Just this week, Nikita Kucherov signed a three-year contract worth $4.8 million a year, keeping another core player under contract.

"He's a big part of our team, make no mistake about it," Tampa Bay coach Jon Cooper said Wednesday. "To see him zipping around out there, it's gratifying, because you want to put your best foot forward. Especially early in the season, you can't let games slip ... He's a big part of that."

Detroit has some major changes -- veteran Pavel Datsyuk went back home to Russia and the Red Wings have added two veteran scorers. Frans Nielsen, 32, signed a six-year, $30 million deal to come in from the New York Islanders, where he scored 20 goals and 32 assists last year; and Thomas Vanek, also 32, had 18 goals and 23 assists last season with the Wild.

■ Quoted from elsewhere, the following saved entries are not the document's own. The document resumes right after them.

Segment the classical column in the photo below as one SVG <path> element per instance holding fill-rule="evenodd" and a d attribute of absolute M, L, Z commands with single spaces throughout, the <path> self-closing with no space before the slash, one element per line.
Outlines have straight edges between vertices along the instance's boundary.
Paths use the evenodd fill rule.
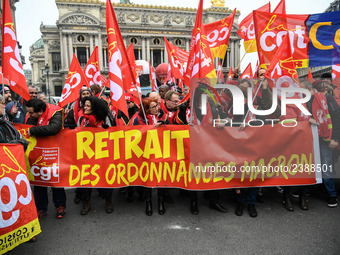
<path fill-rule="evenodd" d="M 64 40 L 63 40 L 63 34 L 60 31 L 59 33 L 59 40 L 60 40 L 60 60 L 61 60 L 61 69 L 65 68 L 65 60 L 64 60 Z"/>
<path fill-rule="evenodd" d="M 63 69 L 68 69 L 68 67 L 70 66 L 69 64 L 69 56 L 68 56 L 68 50 L 67 50 L 67 35 L 63 34 L 63 43 L 64 45 L 63 50 L 62 50 L 62 54 L 63 54 L 63 58 L 64 58 L 64 65 L 63 65 Z"/>
<path fill-rule="evenodd" d="M 150 40 L 149 40 L 149 38 L 147 38 L 146 39 L 147 41 L 146 41 L 146 61 L 149 61 L 149 60 L 151 60 L 150 59 Z"/>
<path fill-rule="evenodd" d="M 86 46 L 86 59 L 89 60 L 89 46 Z"/>
<path fill-rule="evenodd" d="M 107 68 L 107 49 L 104 48 L 104 67 Z"/>
<path fill-rule="evenodd" d="M 235 47 L 236 47 L 236 65 L 238 66 L 240 62 L 240 41 L 235 41 Z"/>
<path fill-rule="evenodd" d="M 164 59 L 163 54 L 164 54 L 164 49 L 161 49 L 161 63 L 164 63 L 163 62 L 163 59 Z"/>
<path fill-rule="evenodd" d="M 90 35 L 90 51 L 93 52 L 93 35 Z"/>
<path fill-rule="evenodd" d="M 151 66 L 153 66 L 153 49 L 151 48 Z"/>
<path fill-rule="evenodd" d="M 235 44 L 234 40 L 231 41 L 231 47 L 230 47 L 230 66 L 235 68 Z"/>
<path fill-rule="evenodd" d="M 44 57 L 45 57 L 45 64 L 48 63 L 49 66 L 50 63 L 49 63 L 49 59 L 48 59 L 48 40 L 44 40 Z"/>
<path fill-rule="evenodd" d="M 138 60 L 141 59 L 140 57 L 140 49 L 138 49 Z"/>
<path fill-rule="evenodd" d="M 73 43 L 72 43 L 72 35 L 68 35 L 68 57 L 69 61 L 71 63 L 72 58 L 73 58 Z"/>
<path fill-rule="evenodd" d="M 95 44 L 98 46 L 98 53 L 99 53 L 99 68 L 103 70 L 103 47 L 102 47 L 102 37 L 99 34 L 95 37 Z"/>
<path fill-rule="evenodd" d="M 78 51 L 77 51 L 77 46 L 74 46 L 74 54 L 76 54 L 76 56 L 78 57 Z"/>
<path fill-rule="evenodd" d="M 185 39 L 185 50 L 189 52 L 190 50 L 190 44 L 189 44 L 189 39 Z"/>
<path fill-rule="evenodd" d="M 142 58 L 147 61 L 145 51 L 145 38 L 142 38 Z"/>

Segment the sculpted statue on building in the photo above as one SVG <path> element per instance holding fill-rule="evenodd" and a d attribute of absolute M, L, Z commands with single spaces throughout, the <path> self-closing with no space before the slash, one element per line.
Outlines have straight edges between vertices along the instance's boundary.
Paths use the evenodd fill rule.
<path fill-rule="evenodd" d="M 130 0 L 120 0 L 121 4 L 131 4 Z"/>
<path fill-rule="evenodd" d="M 213 7 L 224 7 L 224 0 L 211 0 Z"/>

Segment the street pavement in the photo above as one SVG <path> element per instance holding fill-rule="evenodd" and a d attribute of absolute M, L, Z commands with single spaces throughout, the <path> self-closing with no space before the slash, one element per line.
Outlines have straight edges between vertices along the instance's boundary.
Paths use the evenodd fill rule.
<path fill-rule="evenodd" d="M 337 180 L 338 187 L 340 182 Z M 314 186 L 310 209 L 302 211 L 293 198 L 294 212 L 282 205 L 275 188 L 264 189 L 264 203 L 258 203 L 258 217 L 234 213 L 231 190 L 220 192 L 220 201 L 229 212 L 209 208 L 199 195 L 199 215 L 190 213 L 189 198 L 171 190 L 175 203 L 166 213 L 144 213 L 145 203 L 127 203 L 124 194 L 114 191 L 115 210 L 105 213 L 105 201 L 92 193 L 92 209 L 80 215 L 81 205 L 73 202 L 74 190 L 67 192 L 67 215 L 55 218 L 51 202 L 48 215 L 41 220 L 42 233 L 36 243 L 21 244 L 9 254 L 340 254 L 340 205 L 328 208 L 327 196 Z"/>

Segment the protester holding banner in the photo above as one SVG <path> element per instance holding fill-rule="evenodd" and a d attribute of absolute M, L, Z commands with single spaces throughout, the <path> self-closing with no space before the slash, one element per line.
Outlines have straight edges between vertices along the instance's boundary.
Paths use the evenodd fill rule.
<path fill-rule="evenodd" d="M 28 93 L 32 98 L 38 97 L 38 90 L 34 86 L 28 86 Z M 10 122 L 23 124 L 26 117 L 26 100 L 20 97 L 17 102 L 10 102 L 6 105 L 6 114 Z"/>
<path fill-rule="evenodd" d="M 30 136 L 55 136 L 63 126 L 62 111 L 59 106 L 47 104 L 44 101 L 33 98 L 27 101 L 25 124 L 33 125 L 28 129 Z M 52 188 L 53 203 L 57 209 L 57 219 L 65 216 L 66 194 L 64 188 Z M 48 195 L 47 187 L 35 186 L 34 198 L 38 210 L 38 218 L 41 220 L 47 215 Z"/>
<path fill-rule="evenodd" d="M 96 127 L 96 128 L 108 128 L 112 126 L 109 118 L 109 108 L 105 101 L 90 96 L 83 99 L 84 102 L 84 114 L 80 116 L 77 122 L 78 127 Z M 83 194 L 83 208 L 80 211 L 81 215 L 86 215 L 91 209 L 91 188 L 82 188 Z M 105 212 L 113 212 L 112 193 L 113 189 L 102 188 L 99 189 L 100 195 L 105 198 Z"/>
<path fill-rule="evenodd" d="M 138 116 L 133 119 L 133 125 L 154 125 L 155 127 L 160 127 L 161 125 L 170 124 L 168 117 L 166 114 L 159 115 L 160 107 L 158 102 L 154 99 L 145 98 L 142 101 L 143 108 L 145 111 L 145 115 L 143 112 L 143 108 L 139 109 Z M 163 215 L 165 213 L 164 206 L 164 189 L 157 188 L 158 194 L 158 213 Z M 145 213 L 148 216 L 151 216 L 153 213 L 152 210 L 152 189 L 145 188 L 145 203 L 146 209 Z"/>
<path fill-rule="evenodd" d="M 333 208 L 338 205 L 332 157 L 340 140 L 340 107 L 331 95 L 325 93 L 326 86 L 321 80 L 313 82 L 316 92 L 312 95 L 308 110 L 319 124 L 321 165 L 326 169 L 322 171 L 322 177 L 329 195 L 328 207 Z"/>
<path fill-rule="evenodd" d="M 8 86 L 4 85 L 4 86 L 0 86 L 0 94 L 4 94 L 5 98 L 5 105 L 9 104 L 10 102 L 12 102 L 12 95 L 11 95 L 11 90 L 9 89 Z"/>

The two newcomers join a returning nucleus that includes veterans like Henrik Zetterberg and emerging stars like Dylan Larkin, who had 23 goals as a rookie last season.

"The guys didn't take as big a step as we should have last year," center Darren Helm told the Detroit Free Press. "Everybody this year knows how important that is. We got some pretty good acquisitions and they are definitely exciting guys."

Tampa Bay opens the season with four home games, then has six straight on the road. Detroit opens with two in Florida before returning home for four of their next five games.

Detroit returns both goalies from last year in Petr Mrazek and Jimmy Howard, and the Lightning also have Ben Bishop and Andrei Vasilevskiy back from last year's run.

Tampa Bay has made have some promising additions as well, like 20-year-old forward Brayden Point, who made the Lightning roster with an impressive preseason.

"All the players made decisions to fit themselves into a situation with us where we were able to keep everybody back together," Cooper said. "It shows the team-first mentality of a lot of our players. It's probably why we've had success here the last couple of years."